L’abolizione del “delitto d’onore”



Dovettero passare diversi anni tra la dichiarazione d’incostituzionalità dell’articolo che regolava l’adulterio e l’abolizione del “delitto d’onore”. Il 5 agosto 1981, sette anni dopo la legittimazione del divorzio, la legge 442 abrogò l’articolo 587 del codice penale. Vale la pena notare che la stessa legge abrogò il cosiddetto “matrimonio riparatore” che, secondo l’articolo 554 del codice penale, prevedeva che, per i delitti di violenza carnale, il matrimonio avrebbe estinto il reato dell’autore cosi come quello dei suoi complici. Grillo è un po’ impreciso con le date, ma ricorda comunque una triste realtà non troppo distante nel tempo.



La democrazia elvetica ed il voto alle donne



Dopo l’Italia, Grillo prende di mira la Svizzera, che definisce “patria della democrazia” per via del suo sistema di democrazia diretta, sistema promosso dal Movimento 5 Stelle in quanto prevede la sovranità del popolo e non dei suoi eletti, come sottolinea il titolo quarto della Costituzione federale.



Fino al 1971 la democrazia diretta elvetica negò tuttavia il diritto di voto alle donne: nel 1959, due terzi della popolazione – o meglio, della parte maschile – rifiutarono infatti la proposta parlamentare che avrebbe concesso il voto femminile.



Ricordiamo però che il sistema federale svizzero – e l’autonomia che ne deriva – permise di legiferare a livello cantonale, ed è per questo che nel 1957 un piccolo Comune del canton Vallese rese possibile il voto femminile. E’ inoltre interessante notare che nel 1968 Ginevra vantava un sindaco donna, che non poteva però votare alle elezioni federali.

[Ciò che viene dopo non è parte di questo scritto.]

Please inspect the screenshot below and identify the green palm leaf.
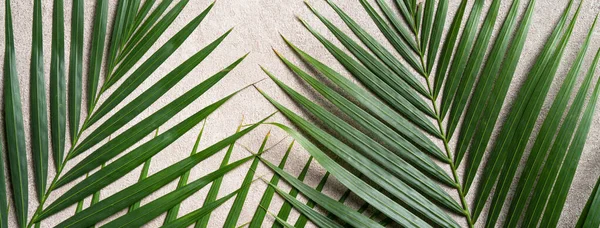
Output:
[68,0,84,139]
[576,175,600,228]
[0,0,264,227]
[259,0,597,227]
[29,0,48,200]
[4,1,29,227]
[249,141,295,227]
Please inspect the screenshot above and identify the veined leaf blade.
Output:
[87,0,108,113]
[29,0,48,201]
[194,118,244,228]
[269,183,342,228]
[223,131,271,227]
[540,69,600,227]
[249,141,295,227]
[162,190,239,228]
[435,0,486,119]
[102,0,195,87]
[50,0,67,169]
[429,0,468,98]
[263,93,455,226]
[506,15,598,225]
[261,157,380,227]
[78,32,238,155]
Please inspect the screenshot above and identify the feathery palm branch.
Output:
[0,0,264,227]
[257,0,600,227]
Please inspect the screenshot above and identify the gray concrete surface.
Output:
[0,0,600,227]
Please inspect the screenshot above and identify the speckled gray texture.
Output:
[0,0,600,227]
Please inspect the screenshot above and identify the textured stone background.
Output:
[0,0,600,227]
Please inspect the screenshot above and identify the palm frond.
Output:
[576,175,600,228]
[0,0,266,227]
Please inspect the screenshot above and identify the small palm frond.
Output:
[258,0,600,227]
[0,0,266,227]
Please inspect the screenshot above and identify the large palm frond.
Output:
[0,0,264,227]
[261,0,600,227]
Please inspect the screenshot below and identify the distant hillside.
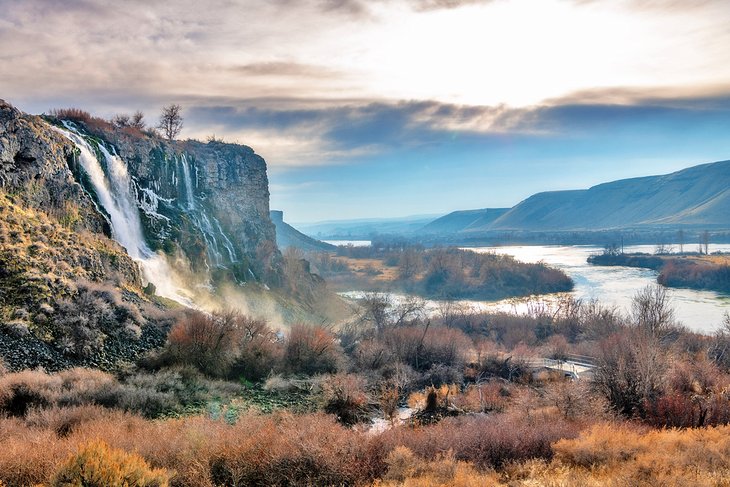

In seguito al rifiuto svizzero di aderire alle sezioni riguardanti la parità dei sessi della Convenzione dei Diritti Umani del Consiglio d’Europa (che causò grande scalpore), il parlamento propose una nuova legge ed il popolo fu chiamato a votare nel 1971, quando la maggioranza degli uomini svizzeri decise di concedere il diritto di voto alle donne.



Il Verdetto



Grillo riporta a galla un capitolo raccapricciante della storia italiana con un po’ di confusione. Si dimostra invece più preparato sulle vicende svizzere, e si merita un “C’eri quasi”.